Health conditions covered under the pilot program was for shingles, mild plaque psoriasis, uncomplicated urinary tract infections, travel health vaccinations and resupply of select oral contraceptive pills without prescription.

The expansion of the program will add 22 everyday health conditions including asthma, nausea, ear infections, wound management and type 2 diabetes.

Richard Lim OAM, a pharmacist and former deputy mayor of City of Greater Dandenong, was one of the first to join the CPP program.

His staff members speak a total of seven languages providing an accessible service with clear communication, he says.

He rejects claims of potential misdiagnoses by pharmacists and any patient threat as a result.

“A lot of people attend the pharmacy because we can give them medicines without a GP prescription to help ease the pressure from the system, but for more serious conditions we will send them to the GP.

“The GPs don’t understand the benefit they receive from the pharmacist.

“As an allied profession we need to work together for the benefit of our community.

“If there’s anything we can’t prescribe we always refer them to the GP. Mostly we do refer them to the GP and then they receive the prescription.”

The CPP program potentially saved patients from waiting for days before they could see a GP.

Senior lecturer at the RMIT University Dr Julie Stevens acknowledges the independent evaluation of the program after its first 12 months of service delivery.
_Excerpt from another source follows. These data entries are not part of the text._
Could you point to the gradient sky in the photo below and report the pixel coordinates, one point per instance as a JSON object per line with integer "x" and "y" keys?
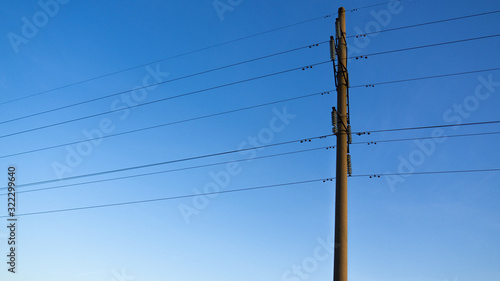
{"x": 417, "y": 227}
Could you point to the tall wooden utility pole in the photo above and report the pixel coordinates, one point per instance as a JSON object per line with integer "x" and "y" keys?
{"x": 342, "y": 130}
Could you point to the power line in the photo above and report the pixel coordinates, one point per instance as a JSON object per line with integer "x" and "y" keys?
{"x": 162, "y": 82}
{"x": 425, "y": 23}
{"x": 424, "y": 46}
{"x": 423, "y": 138}
{"x": 169, "y": 58}
{"x": 247, "y": 189}
{"x": 166, "y": 124}
{"x": 428, "y": 173}
{"x": 166, "y": 198}
{"x": 424, "y": 78}
{"x": 427, "y": 127}
{"x": 171, "y": 170}
{"x": 164, "y": 99}
{"x": 242, "y": 81}
{"x": 242, "y": 160}
{"x": 167, "y": 162}
{"x": 370, "y": 6}
{"x": 243, "y": 62}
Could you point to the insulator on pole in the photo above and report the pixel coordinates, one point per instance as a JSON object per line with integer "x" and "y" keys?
{"x": 349, "y": 135}
{"x": 332, "y": 48}
{"x": 334, "y": 121}
{"x": 349, "y": 165}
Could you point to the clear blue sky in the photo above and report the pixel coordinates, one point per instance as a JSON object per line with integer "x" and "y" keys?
{"x": 416, "y": 227}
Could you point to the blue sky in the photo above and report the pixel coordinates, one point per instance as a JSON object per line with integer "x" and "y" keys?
{"x": 416, "y": 227}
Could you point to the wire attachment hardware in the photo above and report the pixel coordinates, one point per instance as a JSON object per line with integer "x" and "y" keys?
{"x": 349, "y": 165}
{"x": 335, "y": 121}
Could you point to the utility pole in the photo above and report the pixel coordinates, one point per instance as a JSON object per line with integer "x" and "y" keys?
{"x": 342, "y": 129}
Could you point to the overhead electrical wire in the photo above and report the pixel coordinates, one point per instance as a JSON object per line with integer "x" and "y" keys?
{"x": 166, "y": 124}
{"x": 170, "y": 170}
{"x": 424, "y": 78}
{"x": 246, "y": 37}
{"x": 432, "y": 137}
{"x": 425, "y": 23}
{"x": 168, "y": 162}
{"x": 427, "y": 127}
{"x": 242, "y": 81}
{"x": 370, "y": 6}
{"x": 423, "y": 46}
{"x": 245, "y": 159}
{"x": 168, "y": 198}
{"x": 159, "y": 83}
{"x": 247, "y": 189}
{"x": 269, "y": 145}
{"x": 168, "y": 58}
{"x": 239, "y": 63}
{"x": 165, "y": 99}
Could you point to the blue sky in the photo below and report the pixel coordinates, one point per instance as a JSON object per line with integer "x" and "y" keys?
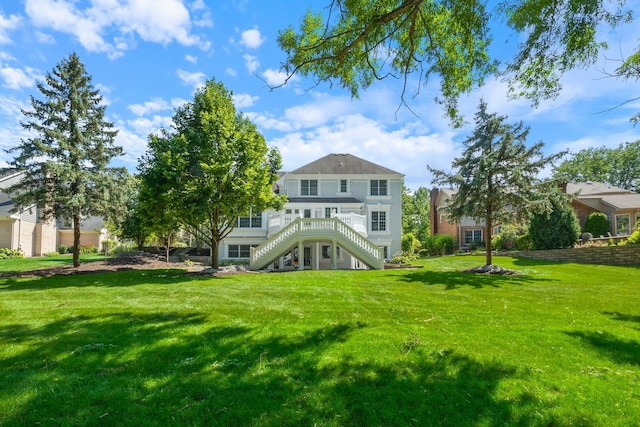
{"x": 148, "y": 56}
She says the report suggested the pilot was able to improve access to care with 93 per cent of respondents receiving care within 24 hours independent of its location.

However, she also says all prescribers regardless of their discipline must be “adequately trained in both diagnosis and treatment of conditions.”

“Pharmacists participating in the service must successfully complete specified training for each of the specific clinical streams listed within the program before providing services.

“Additionally, pharmacists used evidence-based clinical guidelines in the delivery of the services.

“Adequate training puts patient safety as the priority, and pharmacists understand the limitations of their scope of practice and when to refer on to a GP or other medical professional.

“While we all agree that patient safety is of paramount importance, access to timely, quality care is important too.”

The independent report on the pilot also reported no serious patient safety concerns.

Previously, 39 per cent of patients waited for 24 hours or more for a medical appointment for urgent care needs according to the Australian Bureau of Statistic.

In the 12 months of the pilot, 87 per cent of respondents who received care said they would’ve used a GP service if the pilot was not available.

There’s no out-of-pocket cost for patients to visit a community pharmacy for a consultation for the expanded healthcare services.

The Pharmacy Guild of Victoria welcomed the news as “a win for every Victorian.”